On-line version ISSN 0034-7744Print version ISSN 0034-7744

Rev. biol. trop vol.63 n.1 San José Jan./Mar. 2015

 

Mycorrhizal fungi isolated from native terrestrial orchids of pristine regions in Córdoba (Argentina)

Hongos micorrízicos aislados de orquídeas terrestres nativas de regiones pristinas en Córdoba (Argentina)

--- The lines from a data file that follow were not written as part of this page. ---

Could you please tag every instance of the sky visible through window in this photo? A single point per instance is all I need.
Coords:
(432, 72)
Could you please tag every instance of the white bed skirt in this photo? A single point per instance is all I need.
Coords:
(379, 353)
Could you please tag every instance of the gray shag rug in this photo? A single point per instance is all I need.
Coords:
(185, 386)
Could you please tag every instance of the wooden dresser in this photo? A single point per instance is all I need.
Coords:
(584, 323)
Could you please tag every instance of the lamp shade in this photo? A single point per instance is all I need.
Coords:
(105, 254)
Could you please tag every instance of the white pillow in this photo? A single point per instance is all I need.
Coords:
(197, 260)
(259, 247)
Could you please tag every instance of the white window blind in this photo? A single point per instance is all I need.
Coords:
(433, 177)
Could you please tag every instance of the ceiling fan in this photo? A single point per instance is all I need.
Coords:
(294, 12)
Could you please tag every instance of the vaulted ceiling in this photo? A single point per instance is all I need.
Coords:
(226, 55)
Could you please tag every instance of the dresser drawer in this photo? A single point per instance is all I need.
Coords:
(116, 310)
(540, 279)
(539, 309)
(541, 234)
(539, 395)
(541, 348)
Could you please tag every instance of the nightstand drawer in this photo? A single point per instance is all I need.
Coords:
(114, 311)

Agustina Fernández Di Pardo1*,2*, Viviana M. Chiocchio2, Viviana Barrera3*, Roxana P. Colombo1, Alicia E. Martinez1, Laura Gasoni3 & Alicia M. Godeas1


Abstract

Orchidaceae is a highly dependent group on the Rhizoctonia complex that includes Ceratorhiza, Moniliopsis, Epulorhiza and Rhizoctonia, for seed germination and the development of new orchid plants. Thus, the isolation and identification of orchid mycorrhizal fungi are important to understand the orchid-fungus relationship, which can lead to the development of efficient conservation strategies by in vivo germination of seeds from endangered orchid plants. The aim of our work was to isolate and characterize the different mycorrhizal fungi found in roots of terrestrial orchids from Córdoba (Argentina), and, to learn about the natural habit and fungal associations in the Chaco Serrano woodland pristine region. In this study, bloomed orchid root and rhizosphere soil samples were obtained in two times from Valle de Punilla during spring of 2007; samples were kept in plastic bags until processed within 48 hours, and mycorrhizal condition confirmed assessing peloton presence. A total of 23 isolates of the orchideous mycorrhizal Rhizoctonia complex were obtained. The isolates were studied based on morphological characters and ITS-rDNA sequences. Morphological characteristics as color of colonies, texture, growth rate, hyphal diameter and length and presence of sclerotia were observed on culture media. To define the number of nuclei per cell, the isolates were grown in Petri dishes containing water-agar (WA) for three days at 25°C and stained with Safranine-O solution. The mycorrhizal fungi were grouped into binucleate (MSGib, 10 isolates) and multinucleate (MSGim, 13 isolates) based on morphological characteristics of the colonies. We obtained the ITS1-5.8s-ITS4 region that was amplified using primers ITS1 and ITS4. Based on DNA sequencing, isolates Q23 and Q29 were found to be related to species of Ceratobasidium. Isolates Q24 and Q4 were related to the binucleated anastomosis group AG-C of Rhizoctonia sp. The rest of the isolates grouped in the Ceratobasidium clade without grouping. From our knowledge this is the first report of the association of the AG-C testers with terrestrial orchids. A high specificity was observed in the symbiotic relationship. As the mycorrhizal fungal isolates were obtained from native orchids, they could be incorporated in conservation programes of endangered orchids in Argentina.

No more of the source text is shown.